About twenty minutes into the conversation I felt that the messages that I wished to convey had not got through to Mary. Maybe she didn’t understand the situation, or maybe she refused to understand? Maybe I had not delivered the message effectively? I was rather frustrated and my senior colleague spoke up to reinforce the message that Hannah was very likely to die soon, yet still Mary proceeded with some nostalgic tangent. About half an hour into the conversation I had completely given up hope of getting anything across to Mary and decided that perhaps she might like to spend time with her sister. As I was preparing to round up the conversation I asked Mary if she had any final questions. She did. “So will the coronavirus situation at the moment affect the funeral arrangements for Hannah?”

I was a bit struck by the question. It showed a level of insight from Mary that I didn’t expect. All along I thought Mary didn’t understand Hannah’s imminent mortality and was clueless about the situation. In fact, we as the medical team didn’t understand the situation. We were the clueless ones. Mary and Hannah lived a few hundred yards apart on the same street, and Mary had cared for Hannah through all of her hospital admissions over the years. Mary knew Hannah better than anyone else in the world, and our medical team, having known Hannah for two or so hours, thought that we knew better. We were simply mistaken.
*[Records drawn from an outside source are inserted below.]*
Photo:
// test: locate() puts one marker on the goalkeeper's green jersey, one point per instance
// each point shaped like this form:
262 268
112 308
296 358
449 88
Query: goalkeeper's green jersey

It seems that Mary had been preparing for Hannah’s death for some time and had a level of appreciation for the gravity of Hannah’s state that surpassed the medical team’s ‘expert’ opinion. If we had included Mary in the discussion about Hannah’s care earlier in her admission we may have focused on comfort care sooner and saved Hannah from those stressful and invasive interventions during the early hours of Monday morning. We may have given her a better and more peaceful death. Hannah died later that day, around midday, with Mary by her bedside.

As medical practitioners we must strive to understand our patients and I believe we often do a good job of this. We understand their medical issues, both present and past, we learn about patients’ social and living situations and we determine their wishes about treatments. Yet we sometimes neglect the patient’s family and the insight that they can offer about their loved ones. They are an untapped source of knowledge that can help direct patient care when patients are at their most vulnerable. We often wait until the last minute before consulting families of vulnerable patients, but should we doing so much sooner? I think so.

A coronavirus update from Edinburgh

We are seemingly past the peak of the coronavirus pandemic in Scotland for now. Even so, there is still substantial risk of a second wave of COVID patients and for this reason we are still under a strict government lockdown. Small businesses are operating from home, and if they unable to work from home, workers are on government furlough schemes. There have been minor regulation changes in England allowing more freedom of movement, but those liberties have not yet been granted in Scotland. In hospitals in Edinburgh, COVID admissions have dropped dramatically, into single digit admissions each day. Last time I looked there were only three COVID-positive patients in the intensive care unit. Some services are starting to return to normality. We are starting to operate electively in greater numbers and life for us on surgical wards is returning to normal. I am hopeful that the number of COVID patients will continue to fall and that soon we might be allowed those additional liberties that our English neighbours are currently enjoying.